THE POOR SOD: Soon after a visibly lubricated Terry Wogan returned to our screens for the second half of the Making Your Mind Up show last night, it became clear that the people of Britain had chosen James Fox and his David Gray's Gone To Iceland one bloke and a guitar effort to carry the British flag into Eurovision proper. Like a British soldier sent to Iraq with no body armour and a gun made from two washing-up liquid bottles and clothes peg. Oh, sure, if the Eurovision Song Contest was being judged solely by legal secretaries from Basildon on their third bottle of Sainsburys white wine and halfway through a Thorntons Truffle Egg, he'd be in with a chance, but do we really expect people living in countries where Dido would be pronounced clinically dead to take a scruffy bloke in jeans burbling some halfsense about how we've got to hold on to our love tonight to their hearts?
The song is rubbish by most standards - why do they have to hold on to their love tonight? What's going to be different about tomorrow? Or is he suggesting that the relationship is like some sort of werewolf, during the day a lovely, snuggly thing, but as soon as the moon comes out it's all tempestuous and needs to have men hold the thing down with guy ropes and a giant tarpaulin?
James also explains that if he lost the object of his affection, he'd be helpless - not in the usual way, spending days staring slack-jawed at Gabby Logan, shovelling Pot Noodle into a mouth; no, James would be "helpless inside" - if his girlfriend left him, no doctor would be able to repair his organs from their multiple rupture. A little later, James explains that he is "changing - I can feel it inside." His insides again. Maybe he's getting love confused with indigestion?
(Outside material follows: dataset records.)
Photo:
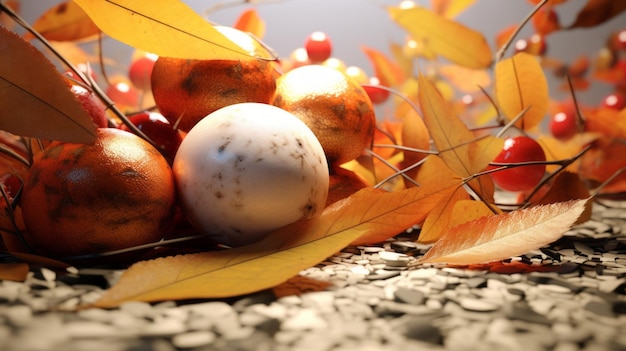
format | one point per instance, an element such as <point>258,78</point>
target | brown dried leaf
<point>464,79</point>
<point>449,39</point>
<point>35,101</point>
<point>498,237</point>
<point>387,71</point>
<point>520,84</point>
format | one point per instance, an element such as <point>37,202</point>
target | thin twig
<point>528,17</point>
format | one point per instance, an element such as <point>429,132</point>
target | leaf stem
<point>504,47</point>
<point>86,78</point>
<point>394,168</point>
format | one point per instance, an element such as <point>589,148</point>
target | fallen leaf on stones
<point>64,22</point>
<point>249,21</point>
<point>35,101</point>
<point>278,257</point>
<point>449,39</point>
<point>498,237</point>
<point>520,84</point>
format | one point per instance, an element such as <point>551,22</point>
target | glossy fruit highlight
<point>335,107</point>
<point>248,169</point>
<point>519,178</point>
<point>82,199</point>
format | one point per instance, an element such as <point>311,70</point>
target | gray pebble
<point>410,296</point>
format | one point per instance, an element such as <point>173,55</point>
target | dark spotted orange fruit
<point>82,199</point>
<point>185,91</point>
<point>333,105</point>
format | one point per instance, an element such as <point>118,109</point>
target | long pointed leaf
<point>278,257</point>
<point>498,237</point>
<point>449,39</point>
<point>459,148</point>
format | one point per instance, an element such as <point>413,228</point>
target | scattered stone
<point>478,305</point>
<point>410,296</point>
<point>304,319</point>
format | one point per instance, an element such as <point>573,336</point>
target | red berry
<point>377,95</point>
<point>158,129</point>
<point>521,178</point>
<point>615,101</point>
<point>563,125</point>
<point>617,41</point>
<point>140,71</point>
<point>318,47</point>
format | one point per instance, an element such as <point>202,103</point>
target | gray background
<point>354,23</point>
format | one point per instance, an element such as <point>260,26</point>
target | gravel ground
<point>568,296</point>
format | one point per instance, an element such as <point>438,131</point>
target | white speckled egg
<point>247,169</point>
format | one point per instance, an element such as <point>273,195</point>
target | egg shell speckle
<point>248,169</point>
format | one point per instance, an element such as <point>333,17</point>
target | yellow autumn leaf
<point>494,238</point>
<point>450,8</point>
<point>521,84</point>
<point>278,257</point>
<point>449,39</point>
<point>249,21</point>
<point>164,27</point>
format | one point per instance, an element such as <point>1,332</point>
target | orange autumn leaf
<point>446,214</point>
<point>459,148</point>
<point>466,80</point>
<point>596,12</point>
<point>564,149</point>
<point>178,32</point>
<point>249,21</point>
<point>449,39</point>
<point>566,186</point>
<point>278,257</point>
<point>64,22</point>
<point>520,84</point>
<point>386,70</point>
<point>501,236</point>
<point>450,8</point>
<point>469,210</point>
<point>505,35</point>
<point>546,20</point>
<point>613,75</point>
<point>35,101</point>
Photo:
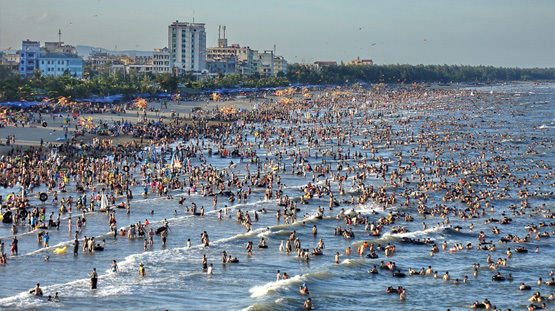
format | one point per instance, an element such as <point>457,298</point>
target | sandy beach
<point>31,135</point>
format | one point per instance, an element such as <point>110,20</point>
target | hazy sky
<point>511,33</point>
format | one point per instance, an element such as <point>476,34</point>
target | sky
<point>506,33</point>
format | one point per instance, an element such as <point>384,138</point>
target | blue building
<point>59,64</point>
<point>28,57</point>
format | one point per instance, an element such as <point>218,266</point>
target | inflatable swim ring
<point>60,250</point>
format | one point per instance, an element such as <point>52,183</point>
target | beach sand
<point>31,135</point>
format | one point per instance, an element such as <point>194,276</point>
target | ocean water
<point>511,125</point>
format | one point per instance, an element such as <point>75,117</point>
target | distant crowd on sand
<point>329,126</point>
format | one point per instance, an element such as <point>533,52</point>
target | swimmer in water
<point>303,289</point>
<point>308,304</point>
<point>114,268</point>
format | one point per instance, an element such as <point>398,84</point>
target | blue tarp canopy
<point>21,104</point>
<point>164,95</point>
<point>105,99</point>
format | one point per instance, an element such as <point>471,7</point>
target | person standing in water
<point>142,271</point>
<point>94,278</point>
<point>114,268</point>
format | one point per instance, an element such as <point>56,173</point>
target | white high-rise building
<point>187,44</point>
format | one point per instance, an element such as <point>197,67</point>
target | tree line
<point>14,87</point>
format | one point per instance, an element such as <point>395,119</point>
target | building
<point>28,57</point>
<point>223,66</point>
<point>187,47</point>
<point>9,63</point>
<point>280,65</point>
<point>60,64</point>
<point>161,61</point>
<point>59,47</point>
<point>359,62</point>
<point>243,57</point>
<point>321,64</point>
<point>100,61</point>
<point>264,63</point>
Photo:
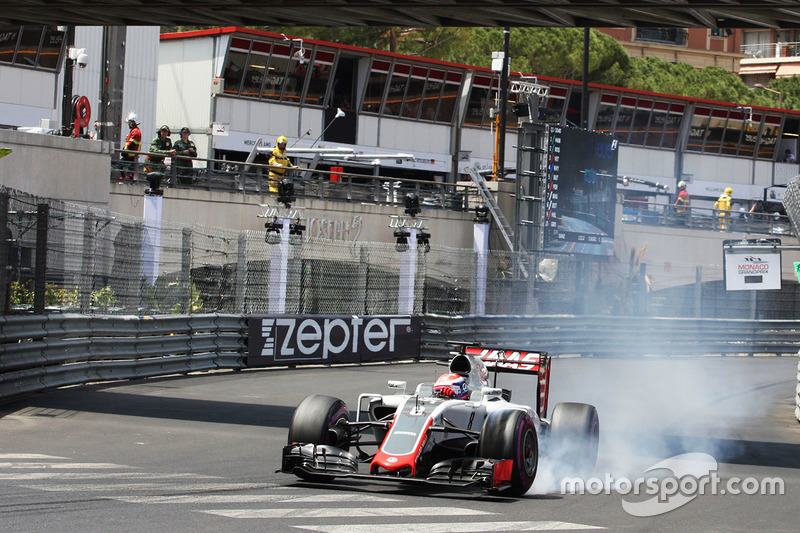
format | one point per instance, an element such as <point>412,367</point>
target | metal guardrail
<point>701,218</point>
<point>253,178</point>
<point>45,352</point>
<point>614,336</point>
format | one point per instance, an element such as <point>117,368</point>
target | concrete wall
<point>348,221</point>
<point>672,254</point>
<point>57,167</point>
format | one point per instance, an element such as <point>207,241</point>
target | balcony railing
<point>700,218</point>
<point>771,50</point>
<point>253,178</point>
<point>674,36</point>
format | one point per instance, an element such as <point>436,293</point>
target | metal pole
<point>5,250</point>
<point>501,148</point>
<point>585,84</point>
<point>40,280</point>
<point>66,97</point>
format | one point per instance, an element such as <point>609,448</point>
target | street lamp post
<point>780,94</point>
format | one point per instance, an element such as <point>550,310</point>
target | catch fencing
<point>61,257</point>
<point>44,352</point>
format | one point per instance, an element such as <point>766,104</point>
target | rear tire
<point>316,421</point>
<point>574,439</point>
<point>511,434</point>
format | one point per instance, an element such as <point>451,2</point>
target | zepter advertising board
<point>325,339</point>
<point>580,196</point>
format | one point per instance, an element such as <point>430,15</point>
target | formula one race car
<point>458,432</point>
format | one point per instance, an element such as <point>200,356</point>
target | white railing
<point>771,50</point>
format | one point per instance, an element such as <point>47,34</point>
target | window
<point>624,121</point>
<point>8,43</point>
<point>295,76</point>
<point>479,101</point>
<point>699,129</point>
<point>276,74</point>
<point>641,121</point>
<point>256,69</point>
<point>554,106</point>
<point>321,69</point>
<point>658,120</point>
<point>750,134</point>
<point>235,65</point>
<point>376,84</point>
<point>605,113</point>
<point>733,133</point>
<point>397,90</point>
<point>39,47</point>
<point>672,128</point>
<point>716,130</point>
<point>449,96</point>
<point>415,91</point>
<point>769,137</point>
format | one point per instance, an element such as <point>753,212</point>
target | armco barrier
<point>615,336</point>
<point>797,394</point>
<point>43,352</point>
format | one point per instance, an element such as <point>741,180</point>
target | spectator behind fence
<point>280,160</point>
<point>184,149</point>
<point>160,147</point>
<point>682,203</point>
<point>723,208</point>
<point>132,144</point>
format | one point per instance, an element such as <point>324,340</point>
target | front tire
<point>574,439</point>
<point>316,421</point>
<point>511,435</point>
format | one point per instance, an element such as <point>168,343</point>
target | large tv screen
<point>580,192</point>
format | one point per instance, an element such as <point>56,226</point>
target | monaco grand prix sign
<point>278,340</point>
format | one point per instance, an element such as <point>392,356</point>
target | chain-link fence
<point>58,256</point>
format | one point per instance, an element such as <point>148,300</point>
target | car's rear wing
<point>520,362</point>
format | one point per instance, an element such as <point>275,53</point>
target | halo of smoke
<point>654,408</point>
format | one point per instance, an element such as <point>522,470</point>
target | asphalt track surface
<point>199,453</point>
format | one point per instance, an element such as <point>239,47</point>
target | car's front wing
<point>322,463</point>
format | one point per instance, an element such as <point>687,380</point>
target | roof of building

Perhaps that's why he's got to hold on to the love tonight, because tomorrow he'll get a pack of Settlers Tums and everything will be fine?
In short: horrid Athena man sentiments, no silly dance routine, no pretty girl. It might just pull off a Johnny Logan, and it probably won't burn in the way like Jemini did, but even so... the BBC will be relieved they won't be having to host the 2005 event.
In other Eurovision news, Jemini popped up on BBC Three complaining "If we won an oscar, we'd still be 'the ones who scored nul points.'" No, dears, you wouldn't be; indeed, the very fact its only a moot point what sort of success would allow you to put being judged the crapest song Britain has ever produced explains why you will always be the ones who scored nul points. If you want us to stop thinking of you that way, you could try going and being successful at something. Not giving lots of interviews about losing Eurovision would be a starting point.